Vermischtes

Justiz Ex-Torhüter Kahn sieht Namensrechte verletzt

„Titan“-Streit vertagt

Archivartikel

München.Der Rechtsstreit zwischen Oliver Kahn und einem Hersteller von Torwart-Handschuhen geht weiter. Ein für Dienstag angesetzter Prozesstermin wurde abgesagt und auf den 29. Oktober vertagt, teilte das Landgericht München I am Montag mit. Der Ex-Nationaltorwart Kahn (49) streitet mit dem Hersteller aus Herbolzheim (Kreis Emmendingen) um die Marke „T1tan“. Der „Torwart-Titan“ sieht Namens- und Markenrechte verletzt.

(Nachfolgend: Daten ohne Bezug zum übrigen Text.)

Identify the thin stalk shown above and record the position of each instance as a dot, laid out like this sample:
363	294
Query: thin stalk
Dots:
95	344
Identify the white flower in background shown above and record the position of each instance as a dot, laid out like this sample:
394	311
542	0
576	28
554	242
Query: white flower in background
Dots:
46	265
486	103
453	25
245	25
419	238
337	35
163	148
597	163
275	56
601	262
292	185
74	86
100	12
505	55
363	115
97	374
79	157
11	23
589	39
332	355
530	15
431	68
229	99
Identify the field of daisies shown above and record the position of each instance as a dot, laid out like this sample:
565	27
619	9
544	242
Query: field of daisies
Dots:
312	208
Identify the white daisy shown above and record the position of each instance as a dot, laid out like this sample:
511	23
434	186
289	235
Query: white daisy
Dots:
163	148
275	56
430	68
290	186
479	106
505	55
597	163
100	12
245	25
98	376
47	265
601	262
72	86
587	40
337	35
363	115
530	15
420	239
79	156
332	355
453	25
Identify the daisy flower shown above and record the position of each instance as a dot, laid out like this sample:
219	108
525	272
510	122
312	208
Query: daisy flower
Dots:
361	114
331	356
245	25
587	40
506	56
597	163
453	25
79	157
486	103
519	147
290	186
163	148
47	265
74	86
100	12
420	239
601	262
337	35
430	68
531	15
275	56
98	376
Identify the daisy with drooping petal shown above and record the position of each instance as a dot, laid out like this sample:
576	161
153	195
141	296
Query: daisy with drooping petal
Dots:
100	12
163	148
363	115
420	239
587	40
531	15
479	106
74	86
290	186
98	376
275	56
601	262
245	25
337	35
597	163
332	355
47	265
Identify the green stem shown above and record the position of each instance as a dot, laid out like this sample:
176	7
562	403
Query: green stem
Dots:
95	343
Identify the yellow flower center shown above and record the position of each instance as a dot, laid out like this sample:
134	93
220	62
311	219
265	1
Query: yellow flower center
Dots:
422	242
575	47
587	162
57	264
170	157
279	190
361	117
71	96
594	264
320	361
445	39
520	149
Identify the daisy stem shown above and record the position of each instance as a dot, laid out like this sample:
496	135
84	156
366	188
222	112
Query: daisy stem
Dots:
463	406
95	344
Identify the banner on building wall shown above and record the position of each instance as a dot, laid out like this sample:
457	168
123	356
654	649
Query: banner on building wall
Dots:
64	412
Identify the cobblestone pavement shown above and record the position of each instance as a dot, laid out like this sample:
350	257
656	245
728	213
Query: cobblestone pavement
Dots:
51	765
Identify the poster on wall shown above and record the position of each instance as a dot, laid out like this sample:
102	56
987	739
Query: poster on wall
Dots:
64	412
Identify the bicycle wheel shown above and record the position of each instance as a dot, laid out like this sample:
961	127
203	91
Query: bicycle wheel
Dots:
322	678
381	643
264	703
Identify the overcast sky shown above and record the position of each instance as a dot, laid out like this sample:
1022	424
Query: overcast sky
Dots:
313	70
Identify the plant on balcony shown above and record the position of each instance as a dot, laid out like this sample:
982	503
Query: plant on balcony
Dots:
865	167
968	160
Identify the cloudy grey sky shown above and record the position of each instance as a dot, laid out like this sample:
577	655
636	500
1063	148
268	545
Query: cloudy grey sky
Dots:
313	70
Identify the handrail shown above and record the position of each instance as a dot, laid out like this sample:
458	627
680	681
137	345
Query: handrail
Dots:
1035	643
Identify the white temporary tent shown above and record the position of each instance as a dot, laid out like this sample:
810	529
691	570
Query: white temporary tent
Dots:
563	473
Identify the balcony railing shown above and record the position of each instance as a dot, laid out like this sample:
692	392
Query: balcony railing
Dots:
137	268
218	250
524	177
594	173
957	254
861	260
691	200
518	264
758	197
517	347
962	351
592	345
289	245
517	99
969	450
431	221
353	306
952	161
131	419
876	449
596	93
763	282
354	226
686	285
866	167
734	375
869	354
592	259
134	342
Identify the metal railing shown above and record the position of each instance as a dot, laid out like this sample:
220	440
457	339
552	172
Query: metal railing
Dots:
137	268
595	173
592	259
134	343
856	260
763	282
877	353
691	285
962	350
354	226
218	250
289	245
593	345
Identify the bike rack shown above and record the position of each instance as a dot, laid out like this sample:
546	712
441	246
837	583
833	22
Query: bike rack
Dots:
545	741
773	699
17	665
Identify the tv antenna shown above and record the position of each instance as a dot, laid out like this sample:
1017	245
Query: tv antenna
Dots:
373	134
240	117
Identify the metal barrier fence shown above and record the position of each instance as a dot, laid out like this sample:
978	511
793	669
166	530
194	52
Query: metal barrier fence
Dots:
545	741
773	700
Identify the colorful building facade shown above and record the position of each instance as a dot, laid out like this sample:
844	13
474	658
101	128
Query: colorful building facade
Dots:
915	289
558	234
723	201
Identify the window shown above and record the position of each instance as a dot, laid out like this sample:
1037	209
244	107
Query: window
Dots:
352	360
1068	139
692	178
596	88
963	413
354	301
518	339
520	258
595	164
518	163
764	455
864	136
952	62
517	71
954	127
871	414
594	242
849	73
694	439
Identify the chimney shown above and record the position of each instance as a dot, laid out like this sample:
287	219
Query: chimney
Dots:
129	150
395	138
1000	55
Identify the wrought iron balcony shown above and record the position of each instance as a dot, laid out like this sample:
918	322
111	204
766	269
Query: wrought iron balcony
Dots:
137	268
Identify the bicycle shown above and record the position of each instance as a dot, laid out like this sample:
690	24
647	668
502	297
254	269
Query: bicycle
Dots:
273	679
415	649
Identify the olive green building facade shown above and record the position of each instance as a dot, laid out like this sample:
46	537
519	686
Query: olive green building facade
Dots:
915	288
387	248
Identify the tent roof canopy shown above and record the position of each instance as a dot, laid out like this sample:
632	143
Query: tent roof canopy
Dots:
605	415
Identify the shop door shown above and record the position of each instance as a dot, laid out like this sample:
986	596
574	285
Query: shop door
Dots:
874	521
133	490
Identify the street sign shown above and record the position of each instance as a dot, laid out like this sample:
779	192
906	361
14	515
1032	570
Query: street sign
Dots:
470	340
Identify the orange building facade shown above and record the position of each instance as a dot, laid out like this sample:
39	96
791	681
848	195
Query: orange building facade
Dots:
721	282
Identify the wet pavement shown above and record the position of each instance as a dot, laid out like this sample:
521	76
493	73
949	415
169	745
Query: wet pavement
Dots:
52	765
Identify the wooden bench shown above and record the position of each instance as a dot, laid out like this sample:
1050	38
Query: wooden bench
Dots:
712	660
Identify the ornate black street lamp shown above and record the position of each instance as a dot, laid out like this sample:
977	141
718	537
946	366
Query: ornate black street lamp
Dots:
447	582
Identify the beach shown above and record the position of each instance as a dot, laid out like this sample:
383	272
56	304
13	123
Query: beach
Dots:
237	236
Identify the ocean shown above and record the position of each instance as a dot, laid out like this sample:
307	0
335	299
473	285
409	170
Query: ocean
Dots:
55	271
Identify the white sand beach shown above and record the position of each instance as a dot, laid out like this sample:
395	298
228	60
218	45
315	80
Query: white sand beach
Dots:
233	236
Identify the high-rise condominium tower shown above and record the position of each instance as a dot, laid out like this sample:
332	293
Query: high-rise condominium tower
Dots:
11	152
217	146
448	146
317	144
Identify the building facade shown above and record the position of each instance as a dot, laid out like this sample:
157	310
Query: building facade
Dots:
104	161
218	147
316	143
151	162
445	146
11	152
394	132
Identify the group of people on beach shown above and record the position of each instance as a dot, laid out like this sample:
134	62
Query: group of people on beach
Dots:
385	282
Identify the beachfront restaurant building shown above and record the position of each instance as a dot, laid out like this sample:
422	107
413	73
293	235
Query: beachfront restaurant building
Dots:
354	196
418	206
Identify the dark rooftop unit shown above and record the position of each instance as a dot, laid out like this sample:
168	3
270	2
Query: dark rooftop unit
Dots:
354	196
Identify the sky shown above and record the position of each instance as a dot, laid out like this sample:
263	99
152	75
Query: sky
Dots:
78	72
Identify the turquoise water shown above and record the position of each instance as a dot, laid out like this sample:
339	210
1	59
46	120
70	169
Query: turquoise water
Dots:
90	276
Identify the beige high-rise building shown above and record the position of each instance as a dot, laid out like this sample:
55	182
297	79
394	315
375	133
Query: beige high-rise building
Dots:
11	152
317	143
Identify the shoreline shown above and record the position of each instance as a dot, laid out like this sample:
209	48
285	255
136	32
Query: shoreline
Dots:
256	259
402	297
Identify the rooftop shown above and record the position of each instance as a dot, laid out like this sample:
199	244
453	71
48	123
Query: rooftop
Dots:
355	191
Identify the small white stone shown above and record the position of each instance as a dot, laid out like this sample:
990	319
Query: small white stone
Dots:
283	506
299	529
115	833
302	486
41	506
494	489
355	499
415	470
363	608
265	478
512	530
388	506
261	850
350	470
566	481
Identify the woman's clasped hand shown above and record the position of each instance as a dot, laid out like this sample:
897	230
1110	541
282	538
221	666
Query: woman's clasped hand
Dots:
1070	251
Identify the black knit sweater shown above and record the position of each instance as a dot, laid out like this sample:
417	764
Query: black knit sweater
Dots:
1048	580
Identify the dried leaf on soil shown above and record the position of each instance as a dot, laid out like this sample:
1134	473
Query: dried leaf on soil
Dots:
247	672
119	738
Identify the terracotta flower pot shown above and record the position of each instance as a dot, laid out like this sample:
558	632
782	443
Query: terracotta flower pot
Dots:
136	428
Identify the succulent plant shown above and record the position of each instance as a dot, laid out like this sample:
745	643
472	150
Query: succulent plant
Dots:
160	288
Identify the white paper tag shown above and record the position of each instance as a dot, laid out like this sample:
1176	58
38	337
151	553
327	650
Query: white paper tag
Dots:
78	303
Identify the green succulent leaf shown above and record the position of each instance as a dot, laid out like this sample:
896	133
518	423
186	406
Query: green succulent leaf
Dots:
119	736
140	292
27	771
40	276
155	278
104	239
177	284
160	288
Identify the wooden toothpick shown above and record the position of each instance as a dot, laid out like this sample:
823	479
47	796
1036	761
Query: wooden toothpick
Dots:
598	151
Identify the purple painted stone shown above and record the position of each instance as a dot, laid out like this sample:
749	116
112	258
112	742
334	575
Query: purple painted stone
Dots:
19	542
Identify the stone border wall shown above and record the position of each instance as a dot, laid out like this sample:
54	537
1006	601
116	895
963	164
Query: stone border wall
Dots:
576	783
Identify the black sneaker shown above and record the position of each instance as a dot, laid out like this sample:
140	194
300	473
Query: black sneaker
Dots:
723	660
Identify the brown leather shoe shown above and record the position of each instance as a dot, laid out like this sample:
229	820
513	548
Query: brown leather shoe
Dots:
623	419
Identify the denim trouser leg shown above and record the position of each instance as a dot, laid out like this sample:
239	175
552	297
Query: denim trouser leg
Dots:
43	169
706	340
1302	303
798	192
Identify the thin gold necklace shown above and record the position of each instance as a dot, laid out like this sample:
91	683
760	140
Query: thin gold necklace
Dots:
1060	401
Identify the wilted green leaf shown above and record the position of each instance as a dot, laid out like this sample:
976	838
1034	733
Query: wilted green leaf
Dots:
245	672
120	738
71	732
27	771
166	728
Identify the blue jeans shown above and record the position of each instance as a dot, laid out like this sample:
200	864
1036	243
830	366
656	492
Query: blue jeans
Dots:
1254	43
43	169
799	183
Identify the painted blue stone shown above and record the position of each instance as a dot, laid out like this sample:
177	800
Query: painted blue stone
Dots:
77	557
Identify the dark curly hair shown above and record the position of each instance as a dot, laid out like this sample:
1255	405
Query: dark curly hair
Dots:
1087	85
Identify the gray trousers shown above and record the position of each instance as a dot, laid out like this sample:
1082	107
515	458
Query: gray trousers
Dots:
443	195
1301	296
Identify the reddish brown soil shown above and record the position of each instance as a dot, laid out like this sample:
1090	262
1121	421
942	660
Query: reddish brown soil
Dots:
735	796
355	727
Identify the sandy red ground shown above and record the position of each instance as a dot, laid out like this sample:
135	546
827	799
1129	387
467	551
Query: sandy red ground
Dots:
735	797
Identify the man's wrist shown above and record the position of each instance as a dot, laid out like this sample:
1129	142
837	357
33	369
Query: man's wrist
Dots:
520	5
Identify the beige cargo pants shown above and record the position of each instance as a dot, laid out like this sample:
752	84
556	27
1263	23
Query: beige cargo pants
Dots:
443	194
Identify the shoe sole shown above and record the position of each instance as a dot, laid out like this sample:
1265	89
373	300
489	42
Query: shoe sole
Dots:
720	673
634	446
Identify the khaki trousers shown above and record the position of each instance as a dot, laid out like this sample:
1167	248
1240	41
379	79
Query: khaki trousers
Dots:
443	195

Zu Unrecht, sagt die Gegenseite. Auch wenn Kahn, der selbst Handschuhe („Goalplay“) verkauft, während seiner Karriere mehrfach als ein Torwart-Titan beschrieben worden sei, „der“ eine Titan sei er bestimmt nicht. Zudem habe Kahn, der mehrfache Welttorhüter, mit der Nationalmannschaft „nie etwas gewonnen“ und sei auch nicht immer gut gewesen. Zum Beweis hatte der Hersteller auch Zeitungsschlagzeilen vorgelegt wie „Vom Titan zum Pannen-Olli“ und „Titan oder Titanic“.

Über die Gründe für die Absetzung des aktuellen Termins wurde zunächst nichts bekannt.